For Mata Lopez, highlighting the unique cultural and communal strengths of this population in research is critical, as is the need to highlight the persisting disparities and inequities in mental health outcomes that she witnesses first-hand among her Latina immigrant patients. Among these is suicide – which remains among the top leading causes of death among Hispanic women in the U.S., particularly adolescents and young women aged 25-54. As concerning as these statistics are, they only reflect the aggregated risk of suicide among Hispanic women in the U.S. – and some research suggests that immigrant Hispanic women are at disproportionately higher risk of suicide (compared to U.S. born counterparts). She sees these statistics reflected in her clinical practice, and this is perhaps, why, she feels such urgency to highlight the complex (and often invisible) experiences of suicide and suicide survivorship among Latina immigrants in research.

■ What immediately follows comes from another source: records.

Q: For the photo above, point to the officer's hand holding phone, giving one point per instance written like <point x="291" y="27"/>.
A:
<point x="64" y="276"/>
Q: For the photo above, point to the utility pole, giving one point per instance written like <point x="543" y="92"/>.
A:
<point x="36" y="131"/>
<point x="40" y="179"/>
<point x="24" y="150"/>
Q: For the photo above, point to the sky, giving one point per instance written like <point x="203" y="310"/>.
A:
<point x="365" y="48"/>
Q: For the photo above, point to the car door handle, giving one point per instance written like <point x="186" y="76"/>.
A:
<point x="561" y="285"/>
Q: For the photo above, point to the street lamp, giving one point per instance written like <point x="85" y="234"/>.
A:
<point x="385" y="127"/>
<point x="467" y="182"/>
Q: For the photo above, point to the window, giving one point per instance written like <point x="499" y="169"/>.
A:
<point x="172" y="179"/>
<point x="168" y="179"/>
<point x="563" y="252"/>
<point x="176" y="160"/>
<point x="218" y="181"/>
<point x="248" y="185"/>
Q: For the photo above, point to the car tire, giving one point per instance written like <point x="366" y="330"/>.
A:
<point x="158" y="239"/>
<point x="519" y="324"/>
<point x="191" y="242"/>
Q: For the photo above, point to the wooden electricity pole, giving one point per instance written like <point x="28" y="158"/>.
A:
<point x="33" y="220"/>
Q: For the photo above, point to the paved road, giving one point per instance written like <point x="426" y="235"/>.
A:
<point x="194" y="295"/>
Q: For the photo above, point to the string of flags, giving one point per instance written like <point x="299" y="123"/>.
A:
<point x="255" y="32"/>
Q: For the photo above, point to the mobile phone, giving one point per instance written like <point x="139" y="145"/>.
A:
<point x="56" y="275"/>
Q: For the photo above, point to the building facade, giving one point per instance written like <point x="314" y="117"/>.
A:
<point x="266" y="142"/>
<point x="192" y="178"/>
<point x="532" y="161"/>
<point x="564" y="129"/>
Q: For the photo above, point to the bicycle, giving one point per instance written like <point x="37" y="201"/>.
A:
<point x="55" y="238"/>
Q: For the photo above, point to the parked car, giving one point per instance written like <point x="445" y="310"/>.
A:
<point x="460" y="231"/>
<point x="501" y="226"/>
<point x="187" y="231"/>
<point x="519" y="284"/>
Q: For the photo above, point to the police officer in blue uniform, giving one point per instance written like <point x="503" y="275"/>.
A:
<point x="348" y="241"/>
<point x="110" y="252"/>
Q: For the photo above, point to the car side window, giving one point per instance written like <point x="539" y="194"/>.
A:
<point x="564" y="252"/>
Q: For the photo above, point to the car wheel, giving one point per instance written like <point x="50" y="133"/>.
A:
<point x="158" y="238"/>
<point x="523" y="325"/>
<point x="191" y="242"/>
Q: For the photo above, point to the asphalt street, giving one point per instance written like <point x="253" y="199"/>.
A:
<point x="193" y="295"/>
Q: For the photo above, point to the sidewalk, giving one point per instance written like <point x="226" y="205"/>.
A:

As a third-year PhD candidate at the Johns Hopkins School of Nursing (JHSON), Mata Lopez’s study – funded by the National Institute on Minority Health and Health Disparities – engages community and stakeholders as partners to identify key cultural, communal, and structural factors that can mitigate (or exacerbate) the risk of suicide among Latina immigrants in Baltimore. This study, she says, has been a “community effort.” “It would not be possible without [our] community partners at Centro SOL, the incredible members of community advisory board, and the mentors who are guiding and supporting me as I embark on this work.” This includes Kathleen Page, associate professor at the School of Medicine, and JHSON Associate Professor Teresa Brockie.
Under Brockie’s leadership and mentorship, Mata Lopez is researching the historical and contemporary factors that exacerbate and mitigate the risk of suicide and suicide clusters among reservation-based Native American youth at Montana’s Fort Belknap Reservation. Under Nancy Glass and Shannon Doocy’s mentorship at the Center for Humanitarian Health, Mata Lopez also worked on a multi-country study evaluating the impact of cash-transfer programs implemented by the United Nations Population Fund. The cash transfer programs, which targeted girls and women and survivors of gender-based violence in displaced contexts, sought to improve the psychological wellbeing, reproductive health, and safety outcomes of participants.
Beyond the policy implications of her research and clinical endeavors, Mata Lopez has served as a member of the Proposition 64 Advisory Committee through the Department of Health Care Services for the State of California, and a member of the National Hispanic Nurses’ Association (NAHN) Policy and Advocacy Committee. She integrates all of these lessons, experiences, and assets to highlight the need for nurses take an active role in the policy process. As a teaching instructor for the Policy Honors Program at Johns Hopkins, she adds, “I emphasize the need to engage community at all stages of the policy-making process,” and “use my experiences to help students see that meaningful impact and change through policy can happen at many levels – certainly at the state, national and global level, but also at the clinic level, and community level.”
Mata Lopez also serves as a member of the nursing faculty at Aaniiih Nakoda College, a tribal community college serving the Fort Belknap community, where she teaches mental health nursing. “This truly has been one of the highlights of my nursing career. I get the opportunity to serve this community and to play a small role in the training of the next group of predominantly Native nurses to join the workforce,” she concludes.
She is a recipient of the Minority Doctoral Fellowship through the Substance Abuse and Mental Health Services Administration/American Nurses Association. Mata Lopez was awarded the 2023 Nurses’ Educational Funds and Johnson & Johnson Health Equity Scholarship, and the 2023 Abbott Scholarship through the NAHN. She also received the 2023 Excellence in Health Equity Research Award from the JHSON, and she is a member of the Sigma Theta Tau International Honor Society.